Evolution with Enhanced (Biased) Kernels

VINCIA's shower evolution can be biased to populate the multi-jet phase space more efficiently and/or enhance the rate of rare processes such as g→bb and g→cc splittings. It is also possible to inhibit radiation (e.g., to focus on Sudakov regions), by choosing enhancement factors smaller than unity. When these options are used, it is important to note that the event weights will be modified, reflecting that some types of events (e.g., multijet events, or events with gluon splittings to heavy quarks) will be "overrepresented" statistically, and others (events with few jets, or events with no gluon splittings to heavy quarks) underrepresented. Averages and histograms will therefore only be correct if computed using the correct weight for each generated event. A description and proof of the algorithm can be found in [MS16]. Note that care has been taken to ensure that the weights remain positive definite; under normal circumstances, VINCIA's enhancement algorithm should not result in any negative weights.

flag  Vincia:enhanceInHardProcess   (default = on)
This flag controls whether the enhancement factors are applied to shower branchings in the hard-process system.

flag  Vincia:enhanceInResonanceDecays   (default = on)
This flag controls whether the enhancement factors are applied to shower branchings inside resonance-decay systems (like Z/W/H decays) that are treated as factorised from the hard process.

flag  Vincia:enhanceInMPIshowers   (default = off)
This flag controls whether the enhancement factors are applied to shower branchings in MPI systems.

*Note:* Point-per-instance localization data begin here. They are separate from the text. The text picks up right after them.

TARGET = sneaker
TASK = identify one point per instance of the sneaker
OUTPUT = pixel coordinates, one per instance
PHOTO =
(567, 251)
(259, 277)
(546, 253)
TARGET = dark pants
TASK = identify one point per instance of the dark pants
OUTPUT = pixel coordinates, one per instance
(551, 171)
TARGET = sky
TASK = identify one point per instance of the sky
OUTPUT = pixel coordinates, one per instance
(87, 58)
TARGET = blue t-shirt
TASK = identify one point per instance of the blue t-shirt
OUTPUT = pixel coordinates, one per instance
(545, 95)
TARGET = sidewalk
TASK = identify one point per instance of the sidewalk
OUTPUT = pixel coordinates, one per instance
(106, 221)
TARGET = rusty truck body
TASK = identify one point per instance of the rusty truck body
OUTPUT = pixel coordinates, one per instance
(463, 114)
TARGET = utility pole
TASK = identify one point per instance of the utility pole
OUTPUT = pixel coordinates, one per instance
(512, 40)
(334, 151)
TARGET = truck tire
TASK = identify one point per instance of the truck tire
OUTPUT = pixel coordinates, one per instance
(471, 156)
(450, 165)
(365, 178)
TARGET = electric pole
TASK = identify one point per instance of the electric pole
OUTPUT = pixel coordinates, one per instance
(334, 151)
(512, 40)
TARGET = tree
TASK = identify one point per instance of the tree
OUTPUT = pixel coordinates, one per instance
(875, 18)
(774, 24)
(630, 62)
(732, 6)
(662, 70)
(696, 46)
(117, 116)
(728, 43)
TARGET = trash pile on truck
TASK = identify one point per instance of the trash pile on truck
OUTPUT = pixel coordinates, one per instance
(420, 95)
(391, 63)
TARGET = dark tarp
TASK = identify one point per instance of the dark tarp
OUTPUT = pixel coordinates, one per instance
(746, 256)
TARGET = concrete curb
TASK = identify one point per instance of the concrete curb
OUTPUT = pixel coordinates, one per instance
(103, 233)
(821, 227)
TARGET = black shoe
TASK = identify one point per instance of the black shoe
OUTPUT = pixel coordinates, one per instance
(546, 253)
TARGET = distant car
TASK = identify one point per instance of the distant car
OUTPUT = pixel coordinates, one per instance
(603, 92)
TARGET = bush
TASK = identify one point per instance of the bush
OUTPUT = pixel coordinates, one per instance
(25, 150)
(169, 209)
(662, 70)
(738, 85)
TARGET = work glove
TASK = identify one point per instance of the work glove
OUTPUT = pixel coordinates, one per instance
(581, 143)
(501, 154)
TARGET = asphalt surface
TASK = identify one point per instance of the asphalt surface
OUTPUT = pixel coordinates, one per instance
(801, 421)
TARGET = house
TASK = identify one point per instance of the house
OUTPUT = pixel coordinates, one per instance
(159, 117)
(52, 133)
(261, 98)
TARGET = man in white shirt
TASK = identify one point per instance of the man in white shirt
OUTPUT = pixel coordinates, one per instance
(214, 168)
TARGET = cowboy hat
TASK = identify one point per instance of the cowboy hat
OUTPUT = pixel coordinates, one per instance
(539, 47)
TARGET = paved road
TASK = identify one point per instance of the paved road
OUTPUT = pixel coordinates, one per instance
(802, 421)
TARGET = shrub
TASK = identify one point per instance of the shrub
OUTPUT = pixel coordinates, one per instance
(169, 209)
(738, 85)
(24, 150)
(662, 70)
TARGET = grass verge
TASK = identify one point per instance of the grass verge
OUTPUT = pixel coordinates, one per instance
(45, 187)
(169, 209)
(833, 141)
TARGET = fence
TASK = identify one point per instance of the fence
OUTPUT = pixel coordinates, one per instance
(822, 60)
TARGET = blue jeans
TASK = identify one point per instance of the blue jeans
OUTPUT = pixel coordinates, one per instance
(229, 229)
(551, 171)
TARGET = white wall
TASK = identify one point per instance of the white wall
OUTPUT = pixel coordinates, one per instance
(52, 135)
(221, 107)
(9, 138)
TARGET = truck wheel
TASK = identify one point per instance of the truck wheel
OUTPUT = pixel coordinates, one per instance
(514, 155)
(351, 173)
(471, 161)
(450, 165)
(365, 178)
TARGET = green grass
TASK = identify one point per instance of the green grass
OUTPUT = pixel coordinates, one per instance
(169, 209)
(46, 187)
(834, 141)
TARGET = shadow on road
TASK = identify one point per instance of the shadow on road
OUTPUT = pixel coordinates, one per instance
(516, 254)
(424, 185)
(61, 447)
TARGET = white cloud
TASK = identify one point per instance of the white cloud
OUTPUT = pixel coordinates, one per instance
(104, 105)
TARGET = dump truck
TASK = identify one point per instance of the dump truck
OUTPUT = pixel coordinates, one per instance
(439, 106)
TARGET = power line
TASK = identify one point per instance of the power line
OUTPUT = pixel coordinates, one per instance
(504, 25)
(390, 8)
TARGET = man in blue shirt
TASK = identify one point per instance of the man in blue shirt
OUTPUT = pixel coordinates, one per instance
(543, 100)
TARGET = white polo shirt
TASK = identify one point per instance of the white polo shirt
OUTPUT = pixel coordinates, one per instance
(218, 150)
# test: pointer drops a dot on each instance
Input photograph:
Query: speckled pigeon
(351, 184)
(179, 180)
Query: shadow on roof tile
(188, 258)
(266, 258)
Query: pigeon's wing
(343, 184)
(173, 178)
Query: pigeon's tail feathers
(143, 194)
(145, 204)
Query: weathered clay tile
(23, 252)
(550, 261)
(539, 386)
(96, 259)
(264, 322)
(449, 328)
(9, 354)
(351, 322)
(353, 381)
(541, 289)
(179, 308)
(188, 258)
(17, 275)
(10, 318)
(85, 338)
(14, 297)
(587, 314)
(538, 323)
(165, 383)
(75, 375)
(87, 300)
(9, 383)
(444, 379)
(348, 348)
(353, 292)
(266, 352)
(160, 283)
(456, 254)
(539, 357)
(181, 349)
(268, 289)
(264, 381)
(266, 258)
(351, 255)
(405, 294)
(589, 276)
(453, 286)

parm  Vincia:enhanceFacAll   (default = 1.0; minimum = 0.01; maximum = 100.0)
This enhancement factor is applied as a multiplicative factor common to all antenna functions, increasing the likelihood of all shower branchings by the same amount. Values greater than unity thus more frequently yields "busy" events, with many shower branchings. Values smaller than unity suppress additional branchings, yielding more Sudakov-like events.

parm  Vincia:enhanceFacBottom   (default = 1.0; minimum = 1.0; maximum = 100.0)
This enhances the probability for all branchings that increase the number of bottom quarks (i.e., FSR g→bb splittings and the corresponding ISR flavour-excitation process). Note: this factor is applied on top of Vincia:biasAll.

parm  Vincia:enhanceFacCharm   (default = 1.0; minimum = 1.0; maximum = 100.0)
Same as Vincia:enhanceFacBottom but for charm quarks. Note: this factor is applied on top of Vincia:biasAll.

parm  Vincia:enhanceCutoff   (default = 10.0; minimum = 0.0; maximum = 1000.0)
Do not apply enhancement factors to branchings below this scale. Intended to be used to focus on enhancements of hard branchings only.